Inspirasi bentuk bangunan berasal dari aktivitas anak-anak yang sedang bermain dan belajar. Elemen lengkung diterapkan pada massa bangunan untuk menghadirkan kesan dinamis, ringan, dan futuristik, sehingga dapat mengurangi persepsi bahwa rumah sakit merupakan tempat yang menegangkan.
Pada pengembangan desain, karakter lengkung tersebut tetap dipertahankan namun disederhanakan menggunakan kombinasi elemen geometris yang lebih efisien. Pendekatan ini memungkinkan tata ruang menjadi lebih optimal sekaligus mendukung efisiensi konstruksi, biaya pembangunan, serta kemudahan operasional dan pemeliharaan bangunan.
Rumah Sakit yang Inklusif dan Terhubung dengan Kota

Selain fungsi pelayanan kesehatan, proposal ini juga menempatkan rumah sakit sebagai bagian dari ruang publik.
Area terbuka dirancang agar lebih inklusif dan mudah diakses oleh masyarakat.
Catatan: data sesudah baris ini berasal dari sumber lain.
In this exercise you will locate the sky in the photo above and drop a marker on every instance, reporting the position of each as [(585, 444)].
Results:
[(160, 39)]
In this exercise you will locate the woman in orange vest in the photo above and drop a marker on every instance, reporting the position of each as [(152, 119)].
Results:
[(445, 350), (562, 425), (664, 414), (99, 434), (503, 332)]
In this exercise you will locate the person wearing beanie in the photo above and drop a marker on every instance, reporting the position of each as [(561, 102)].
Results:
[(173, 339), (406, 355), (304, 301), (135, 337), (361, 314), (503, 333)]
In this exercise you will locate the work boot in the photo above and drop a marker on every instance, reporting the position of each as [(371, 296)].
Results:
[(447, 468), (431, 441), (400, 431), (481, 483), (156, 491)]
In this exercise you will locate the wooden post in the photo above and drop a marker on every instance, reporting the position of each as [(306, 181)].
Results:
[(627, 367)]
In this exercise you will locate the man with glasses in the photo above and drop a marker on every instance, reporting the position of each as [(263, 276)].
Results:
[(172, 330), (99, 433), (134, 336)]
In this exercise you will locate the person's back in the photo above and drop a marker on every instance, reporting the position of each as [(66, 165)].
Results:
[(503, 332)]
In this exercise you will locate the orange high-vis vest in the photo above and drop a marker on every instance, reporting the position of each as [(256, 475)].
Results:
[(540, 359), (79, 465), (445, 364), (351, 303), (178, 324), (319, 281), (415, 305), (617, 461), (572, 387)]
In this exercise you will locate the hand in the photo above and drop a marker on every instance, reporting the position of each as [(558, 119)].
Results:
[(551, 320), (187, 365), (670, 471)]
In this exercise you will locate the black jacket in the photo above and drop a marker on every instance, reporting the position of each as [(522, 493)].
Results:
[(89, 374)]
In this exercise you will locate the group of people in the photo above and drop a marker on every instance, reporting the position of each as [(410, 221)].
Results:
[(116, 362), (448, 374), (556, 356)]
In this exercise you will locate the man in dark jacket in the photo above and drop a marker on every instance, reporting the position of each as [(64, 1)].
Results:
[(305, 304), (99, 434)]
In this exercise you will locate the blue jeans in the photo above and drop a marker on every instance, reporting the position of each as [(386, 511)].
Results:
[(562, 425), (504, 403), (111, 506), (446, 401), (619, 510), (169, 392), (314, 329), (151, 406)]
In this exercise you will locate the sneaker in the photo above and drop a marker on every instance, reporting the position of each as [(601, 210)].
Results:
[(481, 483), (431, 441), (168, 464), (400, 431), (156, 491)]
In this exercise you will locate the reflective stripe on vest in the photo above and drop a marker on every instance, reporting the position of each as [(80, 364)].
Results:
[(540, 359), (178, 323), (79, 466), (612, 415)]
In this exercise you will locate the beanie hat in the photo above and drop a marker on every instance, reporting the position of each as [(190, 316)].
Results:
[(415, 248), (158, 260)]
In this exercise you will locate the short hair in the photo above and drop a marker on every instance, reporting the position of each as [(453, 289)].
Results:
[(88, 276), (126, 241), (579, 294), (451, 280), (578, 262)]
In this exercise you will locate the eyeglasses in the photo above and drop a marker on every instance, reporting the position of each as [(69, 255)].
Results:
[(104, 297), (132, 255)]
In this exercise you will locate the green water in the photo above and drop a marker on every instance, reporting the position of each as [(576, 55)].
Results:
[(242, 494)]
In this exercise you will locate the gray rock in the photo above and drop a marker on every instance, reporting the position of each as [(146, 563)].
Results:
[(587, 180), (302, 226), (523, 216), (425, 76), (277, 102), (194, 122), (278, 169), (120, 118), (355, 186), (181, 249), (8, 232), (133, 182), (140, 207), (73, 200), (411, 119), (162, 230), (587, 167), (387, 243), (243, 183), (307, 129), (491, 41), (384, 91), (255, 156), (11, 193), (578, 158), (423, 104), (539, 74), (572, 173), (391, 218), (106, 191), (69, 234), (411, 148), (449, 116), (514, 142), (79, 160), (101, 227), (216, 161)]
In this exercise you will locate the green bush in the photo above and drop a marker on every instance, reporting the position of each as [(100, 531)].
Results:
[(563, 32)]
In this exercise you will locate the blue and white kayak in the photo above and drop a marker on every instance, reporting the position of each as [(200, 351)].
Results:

Kehadiran plaza, jalur pejalan kaki, ruang hijau, hingga roof garden diharapkan mampu menciptakan lingkungan yang lebih nyaman sekaligus menjadi ruang transisi yang menyenangkan sebelum memasuki area pelayanan medis.
Pendekatan lanskap juga menjadi bagian penting dari desain. Elevasi tapak dinaikkan sehingga kebutuhan parkir dapat diakomodasi tanpa basement, memungkinkan ruang terbuka hijau tetap terjaga dan dimanfaatkan sebagai area rekreasi maupun aktivitas luar ruang.
Mendukung Pelayanan Kesehatan yang Efisien

Di balik tampilan arsitekturalnya, proposal ini tetap mengutamakan efisiensi operasional rumah sakit.
Massa bangunan disusun menjadi lima tower yang saling terhubung melalui podium sehingga setiap fungsi dapat diorganisasikan dengan lebih jelas. Area rawat inap, poliklinik, instalasi gawat darurat, rehabilitasi medik, hingga fasilitas penunjang ditempatkan sesuai kebutuhan alur pelayanan.
Setiap tower juga dilengkapi core vertikal tersendiri untuk mendukung sirkulasi pengguna sekaligus meningkatkan keamanan proses evakuasi apabila terjadi kondisi darurat.
Mengutamakan Teknologi dan Keberlanjutan

Proposal ini juga mengusung prinsip Smart and Healthy Hospital, yaitu menghadirkan bangunan yang siap mengakomodasi penerapan teknologi modern sekaligus mendukung efisiensi energi dan kenyamanan pengguna.
Melalui kombinasi desain yang ikonik, ruang terbuka yang inklusif, tata massa yang efisien, serta pendekatan berkelanjutan, proposal ini diharapkan mampu memberikan gambaran mengenai bagaimana rumah sakit masa depan dapat menjadi fasilitas kesehatan yang tidak hanya berfungsi dengan baik, tetapi juga memberikan pengalaman ruang yang lebih manusiawi bagi seluruh penggunanya.